In the beginning, we acquire new skills quite easily and each new skill is extremely beneficial. Then we polish our skills until be become fluent, and that takes a lot of time. Once our skills are polished we are ready to learn more advanced skills, but we also understand very well the effort required. So the return on investment might not be very good.

Switch and push

We can use our energy in a different direction. Once we graduate from one course, we can try and triple some other skills. The effect will be similar. After a huge gain during the first few months, we will rich a plateau. Then we will invest our skills for a while just to stay fluent.

We can switch again and again because different skills interact with each other making us better at everything we do.

Alternatively, we can push through the fatigue and decide that we want something beyond the level of return on investment.
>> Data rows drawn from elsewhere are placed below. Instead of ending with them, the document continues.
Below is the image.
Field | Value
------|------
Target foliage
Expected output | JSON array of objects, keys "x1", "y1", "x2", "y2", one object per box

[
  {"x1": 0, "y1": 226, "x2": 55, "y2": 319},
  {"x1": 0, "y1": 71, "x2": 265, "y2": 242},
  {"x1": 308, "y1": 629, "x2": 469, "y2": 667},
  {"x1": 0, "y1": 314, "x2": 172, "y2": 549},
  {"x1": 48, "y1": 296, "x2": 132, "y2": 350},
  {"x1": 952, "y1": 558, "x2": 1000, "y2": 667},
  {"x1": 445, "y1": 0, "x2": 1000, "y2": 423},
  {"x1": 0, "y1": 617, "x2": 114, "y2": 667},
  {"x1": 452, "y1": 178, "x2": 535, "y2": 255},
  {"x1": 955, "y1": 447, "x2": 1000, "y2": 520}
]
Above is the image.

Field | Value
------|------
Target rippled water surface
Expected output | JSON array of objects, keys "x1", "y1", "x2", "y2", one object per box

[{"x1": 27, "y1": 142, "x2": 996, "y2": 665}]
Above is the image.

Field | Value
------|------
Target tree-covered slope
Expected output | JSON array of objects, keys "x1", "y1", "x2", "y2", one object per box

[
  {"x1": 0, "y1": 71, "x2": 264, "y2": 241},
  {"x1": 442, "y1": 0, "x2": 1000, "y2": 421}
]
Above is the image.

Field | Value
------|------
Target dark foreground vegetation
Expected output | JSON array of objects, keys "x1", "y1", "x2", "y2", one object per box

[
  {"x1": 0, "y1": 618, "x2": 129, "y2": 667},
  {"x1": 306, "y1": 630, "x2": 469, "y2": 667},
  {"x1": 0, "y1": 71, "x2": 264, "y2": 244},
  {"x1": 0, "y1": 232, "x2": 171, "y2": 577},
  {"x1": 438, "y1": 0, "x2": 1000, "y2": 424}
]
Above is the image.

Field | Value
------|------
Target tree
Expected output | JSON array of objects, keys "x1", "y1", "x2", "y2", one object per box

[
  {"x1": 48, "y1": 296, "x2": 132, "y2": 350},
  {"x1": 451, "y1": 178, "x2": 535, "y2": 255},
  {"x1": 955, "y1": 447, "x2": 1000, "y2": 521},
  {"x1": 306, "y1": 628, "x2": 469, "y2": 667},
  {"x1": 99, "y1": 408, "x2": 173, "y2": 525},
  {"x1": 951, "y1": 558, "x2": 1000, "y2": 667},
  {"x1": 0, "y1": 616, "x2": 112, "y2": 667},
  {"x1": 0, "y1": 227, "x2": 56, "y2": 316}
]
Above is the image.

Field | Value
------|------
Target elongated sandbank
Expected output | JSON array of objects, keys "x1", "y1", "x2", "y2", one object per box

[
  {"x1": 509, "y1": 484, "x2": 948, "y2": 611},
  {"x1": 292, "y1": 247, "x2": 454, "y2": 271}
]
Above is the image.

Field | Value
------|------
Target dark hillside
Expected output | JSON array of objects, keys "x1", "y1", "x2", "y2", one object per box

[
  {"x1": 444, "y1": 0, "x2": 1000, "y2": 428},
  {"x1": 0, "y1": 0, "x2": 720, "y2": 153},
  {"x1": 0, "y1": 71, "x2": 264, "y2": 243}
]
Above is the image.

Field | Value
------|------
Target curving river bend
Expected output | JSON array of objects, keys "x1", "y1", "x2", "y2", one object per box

We may decide that a certain skill is so cool that we are in love with it and want to achieve true mastery.

Mastery is hard

The road to mastery is very hard. Since there are not many people beyond the intermediate level, there are also not many materials to help them. The effort required to make small progress might be monumental, and dedication should be high. It does not matter if you want to achieve the highest scores, to reach the deepest understanding of the subject, or to become the most effective coach. Each road is hard and takes years.

Moreover, there is nowhere to rest. If we decide that we riched our mastery, the skill levels will inevitably reduce. When I played chess as a boy, my rating was 2400. I never liked chess but my parents pushed me. I did not play for 30 years and now I think I will not play above 2150. Other skills are even more sensitive. Once you reach mastery, you must push further. You cannot reach mastery unless you truly love what you do.

Mastery is easy

Because it is so damn hard to reach mastery, once we do reach it, the skill is a natural continuation of our being. We apply the skill with no effort. This is like being a person with extra body parts. And then we ask ourselves what else we can do with such a body.

I read very fast. This is effortless by now. So I ask myself what reading actually is? What is effective communication? How the writer can help the reader? Which messages are meaningful and important?

Once the mastery of the skill itself gets easy, we attack more complex subjects.

Is lifelong long enough?

No professional life is unlimited. Eventually, we get older in some way. Memory athletes tend to be young. A huge part of lifelong learning is passing our skills to others. We understand our real place between our teachers and our students. It is our gratitude, our deepest obligation, and our responsibility as human beings to teach others.

What is learning?

I do not think that reading books or professional articles is the main element of learning. It is typically a necessity, but it is not the essence. The true learning is trying different things and seeing what happens, being acutely aware of the smallest aspects, communicating with others who share the same passion. Quite often true learning includes building a pet project, or mentoring someone, competing with others or trying to understand ourselves. At the very least we need to know “what” and know “how”, but we may also want to know “why” and the limitations like “which”, “where” and “when”.

Lifelong learning is a passion. Once we actually think we know something, we witness the most peculiar thing. We understand how much we do not yet know and we feel that we MUST learn it.